How to characterize Personal Service Company
- The shareholder need to incorporate a company, decides the name of the company, appoint the director and company secretary, decides how many shares should be issued and where the registered office should be,
- The company need a business bank account under the company’s name,
- The company need a “contract for services” with the employment agency, the contract should not go through a management company,
- The money need to sent by the agency direct to the company’s bank account, but not through an intermediary or management company,
- The shareholder and director need to decide how much of the gross income should be considered as salary and how much declared as dividends,
- The director need to confirm and sign the annual accounts and other necessary documents,
- The company need to required all insurances on the company’s name.
Advantages of setting up a Personal Service Company:
- A PSC is the most tax effective way to work if you are outside IR35,
- You can ask for a wider range of expenses,
- A PSC will give you admission to the flat rate VAT scheme.

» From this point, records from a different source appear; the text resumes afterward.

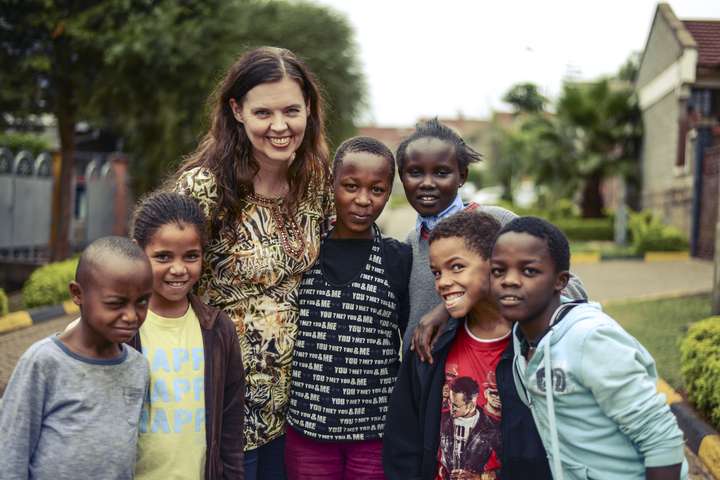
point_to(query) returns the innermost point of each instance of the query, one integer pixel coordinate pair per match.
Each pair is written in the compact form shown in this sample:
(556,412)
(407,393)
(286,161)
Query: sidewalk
(14,344)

- You keep total control of your financial affairs. Means that you do not have to risk your money with third party administrator.
Disadvantages of setting up a Personal Service Company:
- Some of the paperwork can be complicated,
- A PSC can be costly if you contract for a very short period of time,
- You will be responsible for issuing invoices,
- There is a lot to set up, for example, a business bank account.
- A PSC is not ideal for contracts less than £25 thousands per year.